Anthropic’s Mythos AI: Why The Most Dangerous AI Model Was Never Released

Anthropic trained a model so capable of cybersecurity exploitation that they quietly shelved it. Here’s what we know about Mythos, Project Glasswing, and what this decision reveals about the future of AI development.

By ExpertHubAI Editorial April 2025 ~2,800 words · 11 min read AI Safety · Cybersecurity AI

What happens when a company builds an AI so powerful it frightens its own creators?
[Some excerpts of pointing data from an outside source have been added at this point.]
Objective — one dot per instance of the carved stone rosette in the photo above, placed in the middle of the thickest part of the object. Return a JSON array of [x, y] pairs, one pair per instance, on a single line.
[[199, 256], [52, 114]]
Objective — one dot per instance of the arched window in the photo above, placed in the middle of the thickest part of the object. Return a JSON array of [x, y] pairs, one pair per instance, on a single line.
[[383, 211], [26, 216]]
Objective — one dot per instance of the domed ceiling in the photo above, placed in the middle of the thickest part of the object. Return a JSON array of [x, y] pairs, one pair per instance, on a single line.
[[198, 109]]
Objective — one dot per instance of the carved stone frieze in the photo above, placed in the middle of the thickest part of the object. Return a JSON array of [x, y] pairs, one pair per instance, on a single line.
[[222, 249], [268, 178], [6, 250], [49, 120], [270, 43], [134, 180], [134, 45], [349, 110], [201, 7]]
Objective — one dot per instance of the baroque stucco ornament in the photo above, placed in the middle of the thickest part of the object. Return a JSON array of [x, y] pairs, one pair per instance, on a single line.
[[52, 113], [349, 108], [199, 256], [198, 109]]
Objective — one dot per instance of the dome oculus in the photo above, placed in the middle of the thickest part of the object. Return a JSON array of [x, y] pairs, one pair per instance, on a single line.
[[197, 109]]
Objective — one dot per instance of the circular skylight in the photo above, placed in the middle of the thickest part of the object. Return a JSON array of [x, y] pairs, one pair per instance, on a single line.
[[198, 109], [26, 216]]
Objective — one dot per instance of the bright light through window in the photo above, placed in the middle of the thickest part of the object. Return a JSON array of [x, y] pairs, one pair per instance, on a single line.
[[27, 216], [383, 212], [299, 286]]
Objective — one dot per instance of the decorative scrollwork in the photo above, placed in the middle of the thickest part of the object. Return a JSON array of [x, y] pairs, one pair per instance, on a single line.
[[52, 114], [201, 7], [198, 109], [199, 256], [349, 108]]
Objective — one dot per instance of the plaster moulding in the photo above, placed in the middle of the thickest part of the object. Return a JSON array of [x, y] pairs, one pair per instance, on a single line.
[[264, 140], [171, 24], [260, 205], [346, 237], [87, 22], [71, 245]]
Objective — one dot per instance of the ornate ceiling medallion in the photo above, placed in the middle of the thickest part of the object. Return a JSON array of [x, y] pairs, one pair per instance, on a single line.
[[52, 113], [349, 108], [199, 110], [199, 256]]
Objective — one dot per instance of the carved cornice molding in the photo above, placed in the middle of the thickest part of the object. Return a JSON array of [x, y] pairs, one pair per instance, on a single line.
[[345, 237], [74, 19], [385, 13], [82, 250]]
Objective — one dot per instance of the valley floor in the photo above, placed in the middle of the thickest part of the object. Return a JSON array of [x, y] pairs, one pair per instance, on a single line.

That’s not a hypothetical question. In early 2025, Anthropic — the safety-focused AI company behind Claude — trained a model internally known as Mythos (also referred to as Claude Mythos Preview or, by its codename, Capybara). The model demonstrated unprecedented capability in one particular domain: identifying and exploiting zero-day cybersecurity vulnerabilities in real-world software systems.

And then Anthropic chose not to release it.

This article breaks down what Mythos AI is, what it can do, why Anthropic made the extraordinary decision to withhold it — and what this moment means for the broader AI industry.

Quick Facts: Mythos AI

Internal codename: Capybara / formally called Claude Mythos Preview
Primary capability: Advanced cybersecurity — finding and exploiting software vulnerabilities
Anthropic’s decision: Trained but not released to the public
Alternative strategy: Limited access via Project Glasswing
Classification: Meets Anthropic’s internal “critical risk” threshold for cybersecurity

What Is Anthropic Mythos AI?

Mythos is a large language model (LLM) developed by Anthropic as part of its ongoing model research. Unlike Claude — the consumer-facing assistant that most people interact with — Mythos was never intended to be a general-purpose chatbot. It was built to push the boundaries of what AI can do in highly technical domains, specifically cybersecurity.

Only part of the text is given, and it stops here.